Step 9 — Validation (frame-independent claim-vs-warrant)

  • B12-P1 (tawḥīd): claim (ultimate reality is one) loosely converges with monotheisms; warrant — "He begetteth not, and He is not begotten" — is deliberately boundary-marking against Christian Trinitarian doctrine and polytheism. Not a convergence.
  • B12-P2 (atom-weight reckoning): very strong convergence at the claim level — Buddhist karma's granularity, biblical "every careless word" (Mt 12:36), Christian conscience traditions — though all warrants differ.
  • B12-P3 (refusing the small kindness = denial of religion): strongest cross-tradition convergence candidate in this juzʾ — Tanakh prophets, the Gospel of Matthew 25, Buddhist dāna, Catholic Social Doctrine's universal destination of goods. Warrant theistic.
  • B12-P4 (dual capacity of the soul): claim (humans have both moral capacities and freely cultivate one) converges with classical virtue ethics and Buddhist psychology; warrant — that this comes as a given from God's "balancing," requiring no redeemer — diverges from Christian fallen-nature. A direct echo of N=3 P5 (fiṭra).

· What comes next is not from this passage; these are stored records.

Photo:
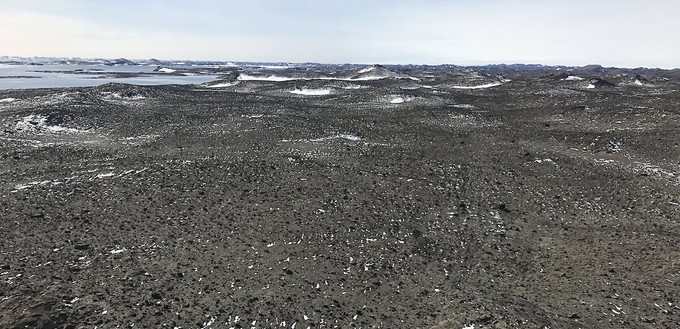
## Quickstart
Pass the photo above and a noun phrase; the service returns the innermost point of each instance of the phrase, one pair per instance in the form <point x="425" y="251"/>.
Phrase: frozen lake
<point x="61" y="76"/>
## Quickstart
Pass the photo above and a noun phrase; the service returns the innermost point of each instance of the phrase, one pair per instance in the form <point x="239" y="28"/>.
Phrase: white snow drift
<point x="311" y="92"/>
<point x="38" y="123"/>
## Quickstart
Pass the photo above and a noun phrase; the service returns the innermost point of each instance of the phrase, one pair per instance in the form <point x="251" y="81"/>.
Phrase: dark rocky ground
<point x="536" y="203"/>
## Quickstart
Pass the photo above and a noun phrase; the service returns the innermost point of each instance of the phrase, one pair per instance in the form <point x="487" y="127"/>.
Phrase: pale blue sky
<point x="627" y="33"/>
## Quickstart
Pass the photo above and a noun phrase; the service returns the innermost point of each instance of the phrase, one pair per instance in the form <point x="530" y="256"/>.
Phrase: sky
<point x="623" y="33"/>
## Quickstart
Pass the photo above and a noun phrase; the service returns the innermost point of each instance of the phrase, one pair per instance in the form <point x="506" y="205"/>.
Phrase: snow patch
<point x="223" y="85"/>
<point x="366" y="70"/>
<point x="117" y="251"/>
<point x="166" y="70"/>
<point x="311" y="92"/>
<point x="38" y="123"/>
<point x="464" y="106"/>
<point x="401" y="99"/>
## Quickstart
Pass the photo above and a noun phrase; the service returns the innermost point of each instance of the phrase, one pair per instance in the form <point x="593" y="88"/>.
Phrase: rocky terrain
<point x="491" y="197"/>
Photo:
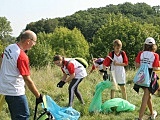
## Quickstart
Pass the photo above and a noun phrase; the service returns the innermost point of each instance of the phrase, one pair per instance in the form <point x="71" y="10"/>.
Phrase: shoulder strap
<point x="121" y="52"/>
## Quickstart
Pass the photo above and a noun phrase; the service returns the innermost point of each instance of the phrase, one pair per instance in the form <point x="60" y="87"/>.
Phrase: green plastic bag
<point x="95" y="105"/>
<point x="117" y="104"/>
<point x="2" y="100"/>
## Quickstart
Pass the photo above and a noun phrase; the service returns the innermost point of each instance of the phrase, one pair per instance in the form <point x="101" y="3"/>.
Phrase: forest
<point x="91" y="31"/>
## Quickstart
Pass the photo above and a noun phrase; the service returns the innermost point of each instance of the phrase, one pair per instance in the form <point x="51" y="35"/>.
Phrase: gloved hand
<point x="60" y="84"/>
<point x="105" y="75"/>
<point x="39" y="100"/>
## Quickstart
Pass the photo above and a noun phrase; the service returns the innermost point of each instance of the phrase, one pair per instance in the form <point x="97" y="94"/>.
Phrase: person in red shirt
<point x="15" y="74"/>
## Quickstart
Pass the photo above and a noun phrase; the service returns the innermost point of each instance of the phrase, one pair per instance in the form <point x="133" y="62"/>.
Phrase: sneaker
<point x="153" y="117"/>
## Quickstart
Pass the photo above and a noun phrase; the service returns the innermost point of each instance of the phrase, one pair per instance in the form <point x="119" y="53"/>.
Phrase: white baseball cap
<point x="150" y="41"/>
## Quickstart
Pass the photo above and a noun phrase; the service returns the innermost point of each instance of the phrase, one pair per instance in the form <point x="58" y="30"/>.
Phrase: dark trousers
<point x="73" y="89"/>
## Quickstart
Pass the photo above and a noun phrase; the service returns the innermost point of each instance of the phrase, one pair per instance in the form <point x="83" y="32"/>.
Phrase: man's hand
<point x="39" y="100"/>
<point x="60" y="84"/>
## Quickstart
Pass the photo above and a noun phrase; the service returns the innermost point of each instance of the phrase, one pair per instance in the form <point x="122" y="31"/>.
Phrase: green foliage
<point x="41" y="54"/>
<point x="47" y="78"/>
<point x="132" y="35"/>
<point x="43" y="25"/>
<point x="70" y="43"/>
<point x="5" y="28"/>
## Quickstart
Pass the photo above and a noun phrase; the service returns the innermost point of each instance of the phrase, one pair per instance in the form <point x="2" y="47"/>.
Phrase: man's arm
<point x="30" y="84"/>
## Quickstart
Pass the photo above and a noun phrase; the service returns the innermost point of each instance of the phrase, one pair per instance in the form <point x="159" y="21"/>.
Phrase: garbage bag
<point x="61" y="113"/>
<point x="96" y="102"/>
<point x="117" y="104"/>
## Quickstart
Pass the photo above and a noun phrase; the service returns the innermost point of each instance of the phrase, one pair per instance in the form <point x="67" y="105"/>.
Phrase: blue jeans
<point x="18" y="107"/>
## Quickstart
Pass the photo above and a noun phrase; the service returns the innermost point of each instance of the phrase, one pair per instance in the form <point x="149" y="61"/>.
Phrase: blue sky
<point x="22" y="12"/>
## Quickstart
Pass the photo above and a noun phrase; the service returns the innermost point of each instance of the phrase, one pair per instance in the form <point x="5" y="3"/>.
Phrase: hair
<point x="152" y="48"/>
<point x="57" y="57"/>
<point x="117" y="43"/>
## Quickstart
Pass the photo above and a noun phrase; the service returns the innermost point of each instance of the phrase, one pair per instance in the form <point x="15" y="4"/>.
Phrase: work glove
<point x="39" y="100"/>
<point x="105" y="75"/>
<point x="60" y="84"/>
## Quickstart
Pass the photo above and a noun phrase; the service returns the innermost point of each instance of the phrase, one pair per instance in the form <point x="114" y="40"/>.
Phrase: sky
<point x="22" y="12"/>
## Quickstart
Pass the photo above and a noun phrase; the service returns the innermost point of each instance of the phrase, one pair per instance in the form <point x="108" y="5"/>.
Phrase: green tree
<point x="41" y="54"/>
<point x="5" y="28"/>
<point x="70" y="43"/>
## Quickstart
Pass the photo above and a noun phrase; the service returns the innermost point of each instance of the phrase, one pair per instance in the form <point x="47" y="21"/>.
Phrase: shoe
<point x="153" y="117"/>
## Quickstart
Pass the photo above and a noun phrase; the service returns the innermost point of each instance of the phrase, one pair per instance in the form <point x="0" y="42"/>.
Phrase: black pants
<point x="73" y="89"/>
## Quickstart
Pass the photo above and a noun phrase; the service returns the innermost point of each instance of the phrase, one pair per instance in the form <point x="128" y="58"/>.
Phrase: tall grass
<point x="47" y="78"/>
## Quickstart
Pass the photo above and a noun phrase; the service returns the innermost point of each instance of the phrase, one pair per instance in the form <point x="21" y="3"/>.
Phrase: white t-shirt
<point x="79" y="70"/>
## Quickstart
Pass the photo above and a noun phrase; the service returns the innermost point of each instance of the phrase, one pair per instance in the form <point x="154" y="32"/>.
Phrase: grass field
<point x="46" y="80"/>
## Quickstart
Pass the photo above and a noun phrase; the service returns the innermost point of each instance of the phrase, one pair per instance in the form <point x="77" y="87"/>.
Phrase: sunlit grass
<point x="47" y="78"/>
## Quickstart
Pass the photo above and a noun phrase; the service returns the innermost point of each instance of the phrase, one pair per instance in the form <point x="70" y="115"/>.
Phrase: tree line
<point x="92" y="32"/>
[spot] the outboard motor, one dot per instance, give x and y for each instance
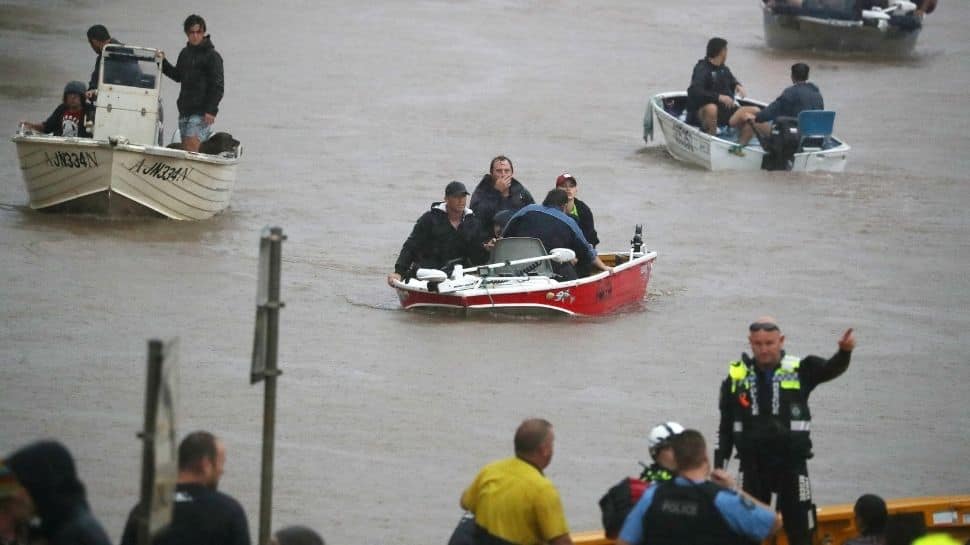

  • B12-P5 (hardship + ease): strong convergence at the claim level with Job, the Beatitudes, Buddhist kshānti, Stoic endurance; warrant (the personal merciful God whose promise is "with hardship cometh ease") is theistic.

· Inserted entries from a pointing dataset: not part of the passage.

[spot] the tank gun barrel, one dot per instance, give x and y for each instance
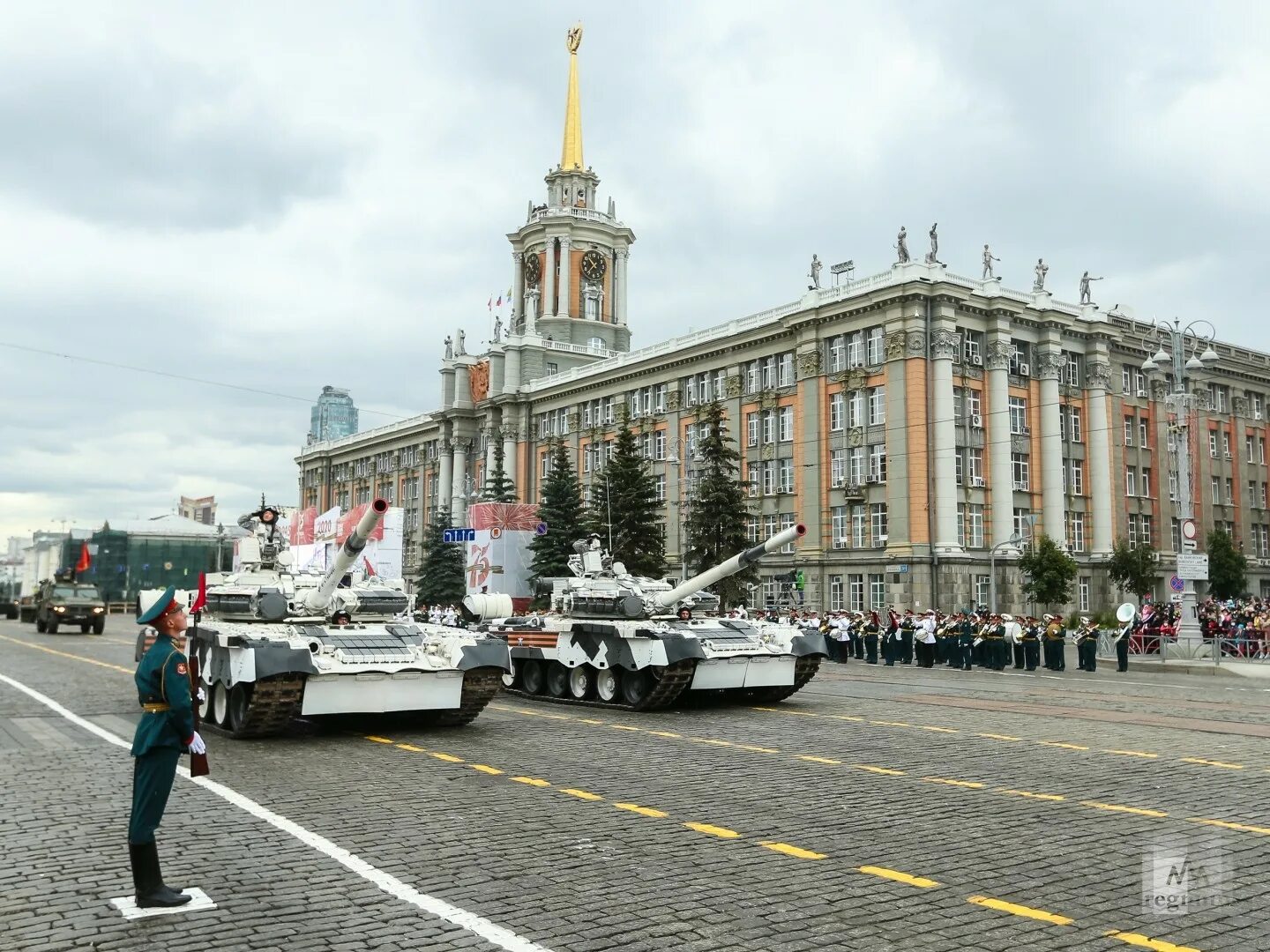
(742, 560)
(319, 598)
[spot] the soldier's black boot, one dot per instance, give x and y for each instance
(147, 879)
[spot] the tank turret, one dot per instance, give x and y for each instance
(603, 589)
(276, 643)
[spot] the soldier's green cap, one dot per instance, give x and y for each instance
(161, 605)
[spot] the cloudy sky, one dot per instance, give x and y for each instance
(282, 196)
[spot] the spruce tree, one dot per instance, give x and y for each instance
(715, 525)
(441, 570)
(560, 508)
(1227, 566)
(624, 507)
(498, 487)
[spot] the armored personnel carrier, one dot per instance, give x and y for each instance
(273, 643)
(620, 640)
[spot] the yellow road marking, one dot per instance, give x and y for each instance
(580, 793)
(643, 810)
(1137, 938)
(972, 785)
(1211, 763)
(879, 770)
(1013, 909)
(1226, 825)
(1132, 753)
(721, 831)
(1030, 795)
(796, 852)
(66, 654)
(531, 781)
(1119, 809)
(921, 881)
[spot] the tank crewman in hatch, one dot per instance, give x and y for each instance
(165, 732)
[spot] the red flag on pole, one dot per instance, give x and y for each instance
(201, 599)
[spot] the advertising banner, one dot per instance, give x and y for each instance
(499, 562)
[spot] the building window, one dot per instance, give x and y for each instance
(787, 424)
(1020, 467)
(1018, 415)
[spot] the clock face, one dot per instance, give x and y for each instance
(533, 270)
(594, 265)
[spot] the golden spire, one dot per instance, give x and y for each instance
(571, 155)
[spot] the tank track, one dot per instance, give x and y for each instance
(274, 704)
(804, 669)
(673, 682)
(481, 686)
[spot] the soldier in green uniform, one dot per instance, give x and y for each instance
(165, 732)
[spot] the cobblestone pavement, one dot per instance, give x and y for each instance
(879, 809)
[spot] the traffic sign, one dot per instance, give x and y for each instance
(1192, 566)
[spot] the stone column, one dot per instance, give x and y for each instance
(444, 479)
(462, 387)
(1053, 508)
(549, 279)
(512, 369)
(1001, 489)
(459, 482)
(565, 309)
(517, 287)
(620, 291)
(945, 344)
(1097, 378)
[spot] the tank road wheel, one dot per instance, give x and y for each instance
(533, 678)
(557, 680)
(637, 686)
(510, 678)
(239, 707)
(608, 684)
(220, 703)
(582, 682)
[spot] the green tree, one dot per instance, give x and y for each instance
(1133, 568)
(498, 487)
(560, 508)
(441, 571)
(1227, 566)
(1050, 573)
(715, 524)
(624, 507)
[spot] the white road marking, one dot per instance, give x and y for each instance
(490, 932)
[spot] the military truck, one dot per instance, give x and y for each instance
(60, 602)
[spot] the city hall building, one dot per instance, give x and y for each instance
(915, 420)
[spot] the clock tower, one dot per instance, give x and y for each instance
(569, 286)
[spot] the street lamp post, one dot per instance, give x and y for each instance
(1180, 401)
(1013, 541)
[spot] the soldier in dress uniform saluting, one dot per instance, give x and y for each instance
(165, 732)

  • B12-P6 (wealth-illusion): very strong convergence — biblical denunciation of mammon, Buddhist taṇhā, Stoic adiaphora; warrant theistic.
  • B12-P7 (God turns to those who turn): convergence at the claim level with biblical teshuvah and the prodigal-Father; warrant — al-Tawwāb as a name of God — is Quranically specific.
  • B12-P8 (non-coercion): claim converges with modern liberal articulation and parts of Christian discourse; warrant (truth distinct from error; uncompelled response to the one God) is theistic. The historical scope of Q 109 (and Q 2:256) is contested in fiqh — flagged.

Cross-references

  • Stage A: B12-P1 → B1 (the recited core); B12-P2 → B2 (Last Day) and B9 (eschatology); B12-P3 → B5/B8 (charity); B12-P4 → B4 (fiṭra-cognates); B12-P5/P7 → B9 (patience + gratitude). No Stage-A principle overturned.
  • N=3 strengthening: B12-P1 → N=3 P1 (the tawḥīd canonical attestation); B12-P2 → N=3 P9 (granular accounting); B12-P3 → N=3 P10 (birr / refusal-of-ritual-without-mercy); B12-P4 → N=3 P5 (anthropology); B12-P7 → N=3 P3 (mercy + justice); B12-P8 → N=3 P7 (no compulsion).